Sorry! you are incorrect
The purple-red color of the lesion and the age of the patient certainly suggest the possibility of a hemangioma. Therefore, hemangioma should be included on the differential diagnosis. However, hemangiomas rarely occur on the gingiva. The histology is not supportive of this condition.
Hemangioma is a family of benign developmental vascular anomalies occurring at infancy. They progress through two stages of growth: a rapid growth phase followed by an involution phase. Vascular lesions are most common in infants.

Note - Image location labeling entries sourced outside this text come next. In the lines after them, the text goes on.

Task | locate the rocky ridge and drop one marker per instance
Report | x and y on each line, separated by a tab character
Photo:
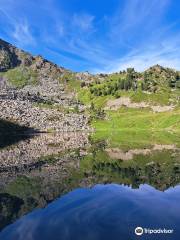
25	105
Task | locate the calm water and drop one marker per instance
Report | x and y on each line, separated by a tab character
69	188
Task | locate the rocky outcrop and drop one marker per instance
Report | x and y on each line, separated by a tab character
22	106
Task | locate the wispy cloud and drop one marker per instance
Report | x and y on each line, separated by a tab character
135	34
22	34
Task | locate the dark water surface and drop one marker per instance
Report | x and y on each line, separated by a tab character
102	212
68	187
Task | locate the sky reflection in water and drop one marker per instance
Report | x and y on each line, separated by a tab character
102	212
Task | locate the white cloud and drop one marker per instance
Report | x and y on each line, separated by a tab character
83	21
22	34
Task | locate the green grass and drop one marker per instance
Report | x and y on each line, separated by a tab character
133	128
21	76
138	119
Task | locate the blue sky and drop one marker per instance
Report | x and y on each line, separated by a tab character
95	35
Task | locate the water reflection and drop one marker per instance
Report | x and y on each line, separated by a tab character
102	212
36	171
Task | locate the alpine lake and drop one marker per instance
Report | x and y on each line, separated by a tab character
81	186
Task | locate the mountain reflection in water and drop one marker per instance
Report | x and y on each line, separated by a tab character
36	171
102	212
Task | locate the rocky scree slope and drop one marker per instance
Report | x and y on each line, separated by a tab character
33	93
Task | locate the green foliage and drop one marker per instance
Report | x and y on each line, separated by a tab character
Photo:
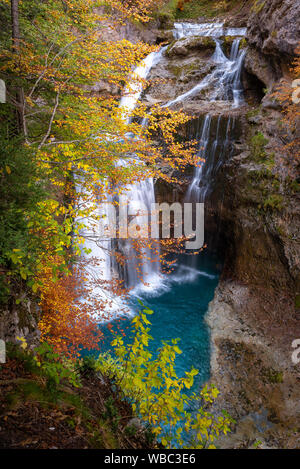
158	396
273	202
20	193
56	369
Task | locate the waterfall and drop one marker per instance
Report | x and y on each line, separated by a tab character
225	79
142	269
182	30
215	145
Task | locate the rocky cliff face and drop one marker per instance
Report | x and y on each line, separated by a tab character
273	35
254	317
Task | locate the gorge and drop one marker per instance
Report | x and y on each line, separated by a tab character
232	68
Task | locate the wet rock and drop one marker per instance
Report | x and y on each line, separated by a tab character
274	27
182	47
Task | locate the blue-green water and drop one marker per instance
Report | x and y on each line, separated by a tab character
179	309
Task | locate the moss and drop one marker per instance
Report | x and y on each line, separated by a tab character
273	202
257	147
253	112
258	6
206	8
272	376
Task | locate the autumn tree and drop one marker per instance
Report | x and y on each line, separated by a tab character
52	58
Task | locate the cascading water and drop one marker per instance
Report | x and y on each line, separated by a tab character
180	306
225	79
142	269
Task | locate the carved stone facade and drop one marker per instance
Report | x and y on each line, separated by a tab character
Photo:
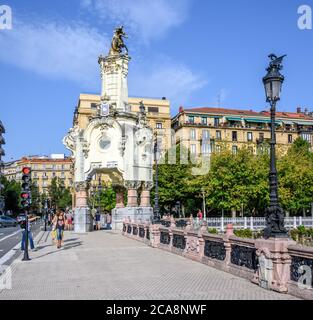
115	142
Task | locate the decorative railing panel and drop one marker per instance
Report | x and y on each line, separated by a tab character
166	223
244	256
165	238
179	241
141	232
301	267
181	223
214	250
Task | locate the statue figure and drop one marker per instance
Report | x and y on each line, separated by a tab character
117	44
274	221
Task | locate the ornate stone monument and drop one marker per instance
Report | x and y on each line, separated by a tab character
116	142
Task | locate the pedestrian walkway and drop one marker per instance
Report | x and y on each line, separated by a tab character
105	265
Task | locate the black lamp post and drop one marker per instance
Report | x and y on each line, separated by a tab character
2	153
156	209
274	214
99	193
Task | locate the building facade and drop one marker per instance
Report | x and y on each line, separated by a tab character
158	114
44	169
204	130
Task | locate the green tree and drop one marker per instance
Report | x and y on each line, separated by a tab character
295	170
174	176
59	195
11	193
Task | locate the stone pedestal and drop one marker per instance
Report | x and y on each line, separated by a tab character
274	264
131	214
82	218
145	194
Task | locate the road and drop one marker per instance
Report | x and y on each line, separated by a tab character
11	237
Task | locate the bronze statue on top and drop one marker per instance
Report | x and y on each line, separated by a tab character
117	44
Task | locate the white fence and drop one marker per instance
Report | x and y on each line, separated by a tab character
253	223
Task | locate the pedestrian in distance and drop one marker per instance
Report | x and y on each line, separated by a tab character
200	215
109	221
30	235
59	222
69	220
98	220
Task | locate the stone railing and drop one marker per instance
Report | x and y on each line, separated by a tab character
273	264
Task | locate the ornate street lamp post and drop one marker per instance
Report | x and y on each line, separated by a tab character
274	214
2	153
156	209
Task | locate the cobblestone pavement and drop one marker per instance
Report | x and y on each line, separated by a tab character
105	265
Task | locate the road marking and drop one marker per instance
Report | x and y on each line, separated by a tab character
8	255
11	235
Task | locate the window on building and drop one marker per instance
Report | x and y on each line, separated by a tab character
206	148
191	119
204	121
153	109
261	137
307	137
193	149
205	135
193	134
216	122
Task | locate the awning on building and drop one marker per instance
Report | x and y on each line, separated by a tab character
233	119
288	122
256	120
304	123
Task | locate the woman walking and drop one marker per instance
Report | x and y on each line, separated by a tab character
59	222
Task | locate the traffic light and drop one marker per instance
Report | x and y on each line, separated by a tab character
26	192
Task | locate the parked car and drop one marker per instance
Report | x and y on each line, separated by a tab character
6	221
21	217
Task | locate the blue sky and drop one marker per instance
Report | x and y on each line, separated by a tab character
190	51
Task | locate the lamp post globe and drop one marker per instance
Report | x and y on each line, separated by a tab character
274	214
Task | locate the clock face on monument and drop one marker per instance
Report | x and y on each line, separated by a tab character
104	109
104	143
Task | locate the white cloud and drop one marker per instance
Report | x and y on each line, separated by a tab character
167	79
145	19
55	50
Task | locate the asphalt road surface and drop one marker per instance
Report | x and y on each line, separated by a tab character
10	237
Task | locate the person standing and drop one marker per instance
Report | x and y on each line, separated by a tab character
200	215
109	221
98	220
69	219
30	235
59	222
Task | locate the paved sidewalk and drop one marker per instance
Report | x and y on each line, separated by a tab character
105	265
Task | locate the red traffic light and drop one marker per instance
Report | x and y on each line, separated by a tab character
26	170
25	195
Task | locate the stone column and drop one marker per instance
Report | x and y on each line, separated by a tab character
82	218
119	190
145	194
81	195
132	194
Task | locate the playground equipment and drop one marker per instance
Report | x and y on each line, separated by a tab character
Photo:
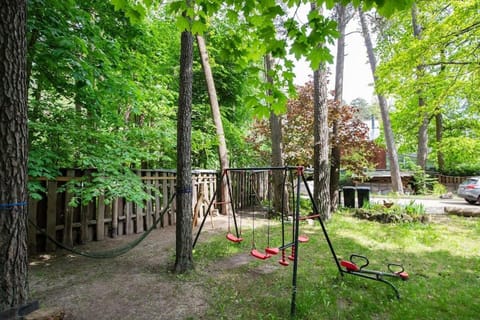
355	266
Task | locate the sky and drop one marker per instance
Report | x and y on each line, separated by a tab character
358	80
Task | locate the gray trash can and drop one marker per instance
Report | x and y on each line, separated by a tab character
349	197
363	194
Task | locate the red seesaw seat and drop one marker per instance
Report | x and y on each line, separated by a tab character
233	238
350	266
403	275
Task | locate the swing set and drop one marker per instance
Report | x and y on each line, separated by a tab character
355	266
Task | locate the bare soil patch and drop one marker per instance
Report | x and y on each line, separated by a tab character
136	285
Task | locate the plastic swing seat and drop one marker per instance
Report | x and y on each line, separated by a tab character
272	251
234	238
303	238
257	254
403	275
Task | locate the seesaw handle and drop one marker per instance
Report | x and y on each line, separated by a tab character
360	258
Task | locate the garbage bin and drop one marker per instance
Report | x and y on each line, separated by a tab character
363	194
349	197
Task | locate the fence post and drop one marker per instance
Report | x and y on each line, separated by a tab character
68	225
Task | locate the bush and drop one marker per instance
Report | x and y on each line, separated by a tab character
394	213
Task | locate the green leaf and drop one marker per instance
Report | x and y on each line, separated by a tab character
198	27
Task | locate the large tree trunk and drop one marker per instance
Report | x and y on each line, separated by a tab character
277	150
387	126
321	166
422	150
340	12
184	258
13	155
217	119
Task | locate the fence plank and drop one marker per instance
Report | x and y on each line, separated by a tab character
164	197
69	210
51	214
115	205
100	218
128	218
32	232
148	207
157	208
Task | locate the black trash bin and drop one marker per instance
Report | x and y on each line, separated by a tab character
363	194
349	197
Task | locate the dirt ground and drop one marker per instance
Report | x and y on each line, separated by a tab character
136	285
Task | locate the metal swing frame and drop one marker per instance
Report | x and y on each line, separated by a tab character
343	266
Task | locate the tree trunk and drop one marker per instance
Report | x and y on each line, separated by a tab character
321	166
422	150
184	257
339	67
13	155
439	137
387	126
217	119
277	161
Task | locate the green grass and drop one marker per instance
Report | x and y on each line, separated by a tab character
442	259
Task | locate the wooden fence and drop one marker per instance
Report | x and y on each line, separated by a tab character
451	182
99	219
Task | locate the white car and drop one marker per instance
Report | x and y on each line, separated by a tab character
470	190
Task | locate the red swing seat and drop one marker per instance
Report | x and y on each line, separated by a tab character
303	238
257	254
272	251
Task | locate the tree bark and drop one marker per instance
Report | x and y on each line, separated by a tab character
422	150
184	257
340	12
321	166
217	119
387	125
13	155
279	201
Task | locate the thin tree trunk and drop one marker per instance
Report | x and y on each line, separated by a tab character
184	257
439	137
277	150
422	150
321	166
13	155
217	118
397	185
339	67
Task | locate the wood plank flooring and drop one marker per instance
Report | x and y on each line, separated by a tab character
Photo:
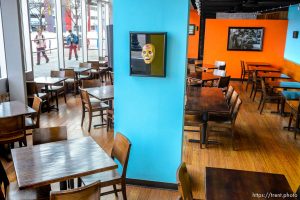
262	144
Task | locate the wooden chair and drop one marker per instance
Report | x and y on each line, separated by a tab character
95	69
120	151
91	83
268	97
34	120
11	191
32	92
89	192
294	114
12	129
229	94
225	121
256	85
4	97
184	183
87	74
59	89
244	72
47	135
91	107
110	119
70	74
193	121
223	83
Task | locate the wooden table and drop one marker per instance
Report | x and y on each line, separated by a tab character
273	75
102	93
258	64
284	85
14	108
201	101
204	77
264	69
228	184
44	164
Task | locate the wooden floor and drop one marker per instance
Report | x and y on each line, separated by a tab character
262	143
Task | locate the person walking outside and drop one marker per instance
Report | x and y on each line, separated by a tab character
72	41
40	46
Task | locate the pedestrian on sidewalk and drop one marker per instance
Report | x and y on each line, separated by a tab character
40	46
72	41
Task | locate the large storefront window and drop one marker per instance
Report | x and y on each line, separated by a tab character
42	16
72	32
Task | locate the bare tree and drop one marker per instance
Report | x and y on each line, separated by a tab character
37	10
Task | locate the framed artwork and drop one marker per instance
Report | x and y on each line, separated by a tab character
245	38
148	54
192	29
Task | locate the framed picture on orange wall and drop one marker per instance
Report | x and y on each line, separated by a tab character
245	38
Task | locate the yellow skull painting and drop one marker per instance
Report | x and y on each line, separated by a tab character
148	53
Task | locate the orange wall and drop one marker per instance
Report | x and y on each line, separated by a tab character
215	44
193	42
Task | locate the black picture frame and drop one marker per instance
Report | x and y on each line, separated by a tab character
245	38
192	29
138	67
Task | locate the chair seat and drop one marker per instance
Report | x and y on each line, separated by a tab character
41	95
105	177
29	122
14	193
55	88
192	120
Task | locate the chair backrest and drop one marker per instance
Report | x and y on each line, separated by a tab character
233	99
121	151
224	82
4	97
184	183
57	74
218	72
229	94
87	65
91	83
37	106
263	87
31	88
236	109
69	73
95	64
243	66
12	129
4	182
89	192
47	135
85	99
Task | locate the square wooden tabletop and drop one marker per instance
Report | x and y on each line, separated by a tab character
14	108
102	93
229	184
44	164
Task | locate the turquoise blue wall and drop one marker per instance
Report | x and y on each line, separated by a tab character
149	111
292	48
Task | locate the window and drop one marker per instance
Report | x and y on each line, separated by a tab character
2	52
72	20
43	36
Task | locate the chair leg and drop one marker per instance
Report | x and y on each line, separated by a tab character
90	121
83	116
262	107
115	190
124	191
290	122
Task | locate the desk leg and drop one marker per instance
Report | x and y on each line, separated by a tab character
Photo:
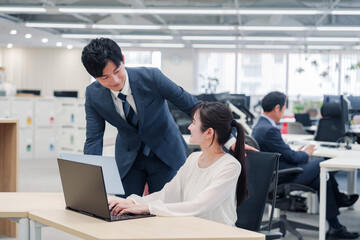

Lymphangiomas occur at birth and progress with age, while hemangiomas typically occur a few weeks after birth and continue to grow rapidly for the first year; they stop growing and begin to involute within the subsequent few years. Hemangiomas are benign proliferations of blood vessels with many classifications; capillary and cavernous hemangiomas are the most common types. Capillary hemangiomas affect 1% of all newborns in the United States. Half of all hemangiomas occur in the head and neck area, especially the tongue. They are the most common cause of macroglossia. They can also occur on the buccal mucosa and lips. In addition, hemangioma has a slight predilection for occurrence in females. The lesion can present as flat or exophytic, smooth-surfaced or lobular, and localized or diffuse; though usually single and localized, it can also present in multiples. Superficial hemangiomas are bright red, while the deep lesions are purplish-red in color; they blanch on pressure unless thrombosed. The vast majority will regress and resolve within the first ten years of age. Treatment of hemangioma depends on its size, its relationship to other anatomical structures and the rate of blood flow. Observation is important since many spontaneously involute, especially capillary hemangiomas. If a hemangioma persists, local topical application of injections with corticosteroids has a 75% success rate of involution within two weeks to two months post-injection. Several complications are described with local and systemic use of steroids; interferon alfa-2a has also been successfully used. Surgical procedures include excisional scalpel surgery for smaller lesions and laser removal for larger lesions. Laser use includes CO2. Argon and other types of laser have also been used with variable rates of success. The prognosis depends on the size and whether it is a soft tissue or bony lesion; it can range from good to extremely poor with gross facial deformity and compromised function.